#249 Road Warrior » 06.08.2018, 00:32
6 (18) ноября 1854 года. Хаджиоглу Пазарджик, военный лазарет.
Катберт Алла Ивановна, сестра милосердия Крестовоздвиженской общины.
- Это что, Варна? - спросила я упавшим городом. Моря не было видно вообще. С холма мы увидели небольшой городок, застроенный одноэтажными домиками; в центре виднелись две мечети и приземистая церковь - культовые сооружения других религий надлежало строить ниже, чем любая мечеть того же города.
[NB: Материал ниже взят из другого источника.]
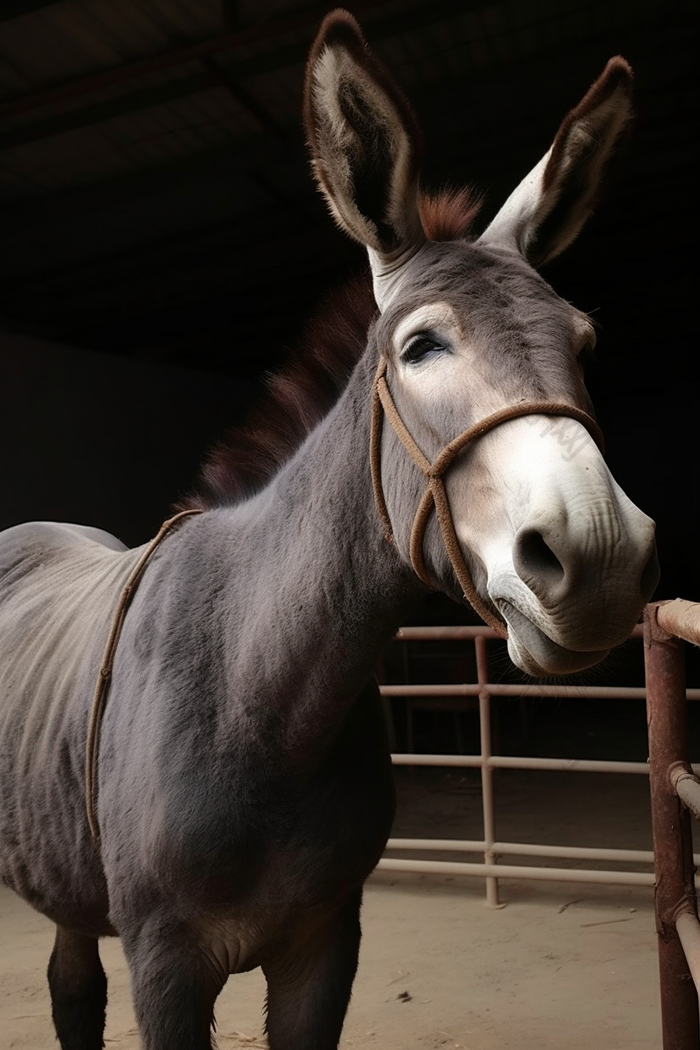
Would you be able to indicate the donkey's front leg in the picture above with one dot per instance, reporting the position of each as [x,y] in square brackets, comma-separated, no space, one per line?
[311,980]
[174,984]
[78,986]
Отдельно располагались несколько особняков, два или три здания, похожие на административные, и два длинных деревянных здания с большими дворами.
- Нет, это не Варна, - упавшим голосом сказал Иван Сокира, задунайский казак, вызвавшийся быть нашим проводником. - Это Хаджиоглу Пазарджик. Не извольте гневаться, барышня, виноват - мы не по той дороге свернули. Эх, бывал же я в этих местах, и не раз, а почему-то вас не туда повел.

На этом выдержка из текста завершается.